Now older and at least a little wiser - not hard in light of the shenanigans they relate - Spencer Reinhard, Warren Lipka, Eric Borsuk and Chas Allen appear on screen to prod and tweak the film’s dramatization of their 14-year-old story into shape, looking ruefully on as it’s enacted by, respectively, Keoghan, Evan Peters, Jared Abrahamson and Blake Jenner. It’s a trick that immediately puts viewers on the alert for some tongue-in-cheek narrative gymnastics, and Layton’s screenplay delivers thick and fast on that score, adopting a faux-documentary format built on conflicting perspectives - a device not unlike the one recently and contentiously used in “I, Tonya.” The key twist here, however, is that the framing narration is provided by the story’s real-life subjects. “This is not based on a true story,” reads a title card at the outset of “American Animals,” before the words “not based on” are casually wiped off the screen.

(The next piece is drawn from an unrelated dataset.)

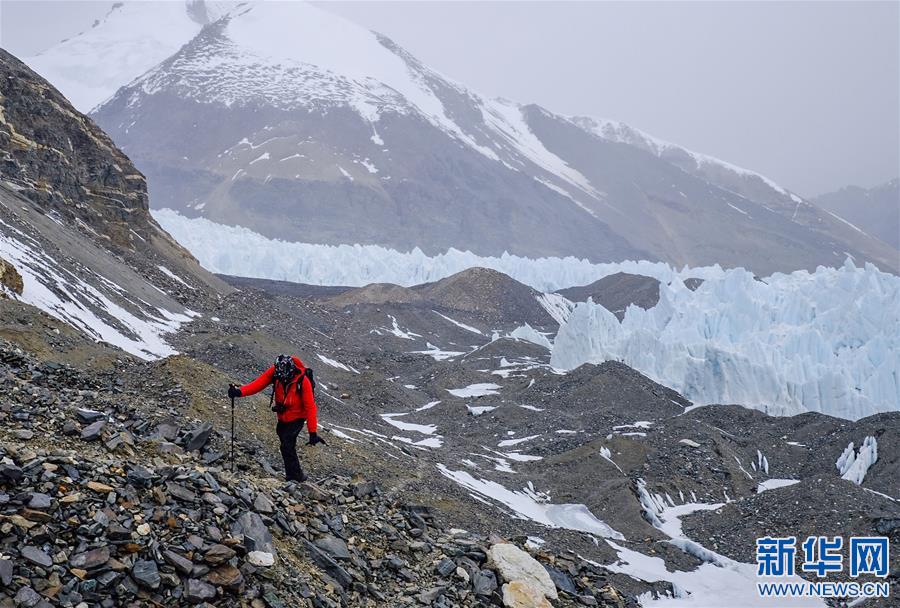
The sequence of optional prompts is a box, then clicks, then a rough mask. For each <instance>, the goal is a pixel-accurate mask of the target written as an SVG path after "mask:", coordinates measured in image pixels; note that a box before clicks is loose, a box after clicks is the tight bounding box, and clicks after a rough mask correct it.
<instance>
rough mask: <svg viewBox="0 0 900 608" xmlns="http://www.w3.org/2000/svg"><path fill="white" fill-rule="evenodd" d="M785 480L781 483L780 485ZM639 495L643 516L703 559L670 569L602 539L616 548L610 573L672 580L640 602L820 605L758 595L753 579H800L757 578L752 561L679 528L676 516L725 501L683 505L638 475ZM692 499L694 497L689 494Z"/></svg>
mask: <svg viewBox="0 0 900 608" xmlns="http://www.w3.org/2000/svg"><path fill="white" fill-rule="evenodd" d="M782 485H786V484H782ZM637 488H638V498H639V499H640V502H641V507H642V509H643V511H644V515H645V517H646V519H647V520H648V521H649V522H650V523H651V524H652V525H653V527H654V528H657V529H658V530H660V531H661V532H663V533H664V534H666V535H667V536H668V537H669V540H668V541H667V542H669V543H671V544H672V545H674V546H676V547H678V548H679V549H681V550H682V551H684V552H685V553H690V554H691V555H693V556H694V557H696V558H697V559H699V560H702V561H703V564H701V565H700V566H699V567H698V568H696V569H694V570H688V571H685V570H669V569H668V568H667V567H666V564H665V561H664V560H663V559H662V558H660V557H658V556H655V555H654V556H650V555H646V554H644V553H640V552H639V551H635V550H633V549H629V548H628V547H625V546H622V545H619V544H617V543H615V542H612V541H611V540H609V539H607V540H606V542H607V543H608V544H609V545H610V546H611V547H612V548H613V549H615V550H616V551H617V552H618V559H617V561H616V562H614V563H612V564H605V565H603V567H604V568H606V569H608V570H611V571H612V572H622V573H625V574H628V575H629V576H632V577H635V578H637V579H640V580H643V581H647V582H648V583H652V582H654V581H669V582H670V583H672V588H673V589H674V592H675V593H674V595H673V596H668V597H660V598H658V599H654V598H653V596H652V594H651V593H650V592H647V593H644V594H642V595H640V596H638V601H639V602H640V603H641V605H642V606H647V607H649V606H664V607H669V606H672V607H674V606H685V607H691V608H711V607H713V606H728V607H729V608H757V607H762V606H771V607H772V608H783V607H788V606H792V607H801V606H802V607H814V606H815V607H824V606H825V602H824V601H822V600H821V599H820V598H805V597H801V598H763V597H760V595H759V594H758V592H757V587H756V585H757V583H770V582H792V583H799V582H802V581H803V579H801V578H800V577H799V576H792V577H778V578H774V577H764V576H763V577H760V576H757V572H758V569H757V565H756V564H748V563H743V562H738V561H735V560H733V559H730V558H728V557H726V556H724V555H722V554H720V553H717V552H715V551H712V550H711V549H707V548H706V547H704V546H703V545H701V544H700V543H698V542H696V541H694V540H692V539H690V538H688V537H687V536H686V535H685V534H684V531H683V529H682V524H681V518H682V517H685V516H687V515H690V514H691V513H694V512H696V511H715V510H717V509H719V508H721V507H723V506H724V505H725V503H699V502H696V500H695V501H694V502H686V501H685V500H684V497H681V499H682V504H678V505H676V504H675V501H674V500H673V499H672V498H671V497H670V496H669V495H668V494H666V495H665V496H662V495H660V494H657V493H655V492H650V491H648V490H647V487H646V485H645V483H644V480H643V479H639V480H638V482H637ZM692 498H693V497H692Z"/></svg>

Performed with piss, vinegar and some poignancy by a fractious quartet of bright young things - with the ever-more-intriguing Barry Keoghan first among equals - Layton’s crowdpleasing Sundance competition entry is tricked out to the max with lithe structural fillips, flashes of cinematic quotation and formal sleight of hand that gradually reveals a pointed thematic purpose.

In “American Animals,” Layton brings that same preoccupation to a (mostly) narrative form for the first time, and the results are sensational: a riveting college-boy crime caper that speeds along on pure movie-movie adrenaline, before U-turning into a sobering reflection on young male privilege and entitlement.